If you keep in touch with The Mann Group, you’ve probably heard us mention ORBiT a lot recently—and with good reason. Since Dan published ORBiT: The Art and Science of Influence, we’ve heard from so many folks—from customers who have worked with The Mann Group to strangers, retailers to writers—just how practical, implementable and simply useful the information in ORBiT is for leaders of all types. That’s why we’re bringing you the basics every month in our newsletter.
There are six steps to ORBiT, a technique Dan’s been refining over the past decade to help bring his learned power of influence to the leaders who need it most, like managers, teachers and even parents. The first step of ORBiT, “Establish Context,” reminds leaders to outline their intention to their students to help gain buy-in and purpose. The second step, “Negative Simulation,” guides the teacher through a negative simulation, which is integral for establishing the reality of the lesson for the student and for helping them see the error in their current ways.
The third step of ORBiT is “Positive Simulation.” This is the point at which many trainees try to begin, but it’s essential to both establish context and perform a negative simulation beforehand in order to set the tone and wipe the slate for influence.
So you’ve established for your students what not to do and, if you’ve done it well, left the perfect channel to insert information of what to do. They’re asking questions, and they’re finally the right ones; not “why are we doing this” or “why is my way wrong,” but “what is the right way?” And now you can show them.
In order to effectively demonstrate a positive simulation, you as the trainer must effectively and honestly take on the role and wholly commit to those correct behaviors. By involving the trainee in the simulation as the receiver, they’re able to absorb your appropriate conduct and integrate your ideas into their own habits. After seeing the negative simulation, it’s also easier for them to appreciate the better qualities of this new approach, plus they’ll actually have a desire to adopt these new techniques into their own methods.

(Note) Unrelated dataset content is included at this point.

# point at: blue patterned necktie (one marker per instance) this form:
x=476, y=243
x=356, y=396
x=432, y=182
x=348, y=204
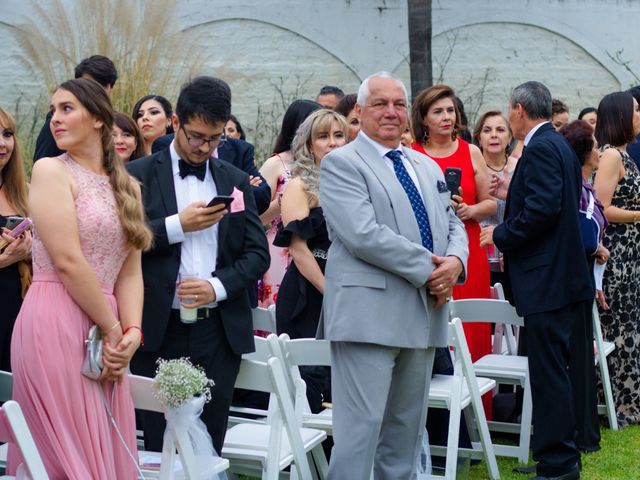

Through this early series of ORBiT steps, you should be able to effect a very important paradigm shift in the mind of your student. We like to think of it as an “a-ha!” moment. They’ve seen the wrong way to do something (and perhaps seen some of their own habits in that method), which is then viewed in stark contrast to the right way, with all of its advantages now easily identifiable. It’s in this moment that the shift occurs and that their viewpoints change, even if only subtly, for the better. They don’t just see the wrong way and the right way—they understand why the difference is important and why they should change.
Dan also suggests one other element as you near the end of Step Three: a pop quiz. If you’ve followed steps one through three well, and if you have a good student on your hands, this quiz should simply verify that the lesson is being learned. But if your student isn’t invested in the training—if, in other words, step one was unsuccessful—this will be your time to realize their
lack of commitment and reinvest in their buy-in.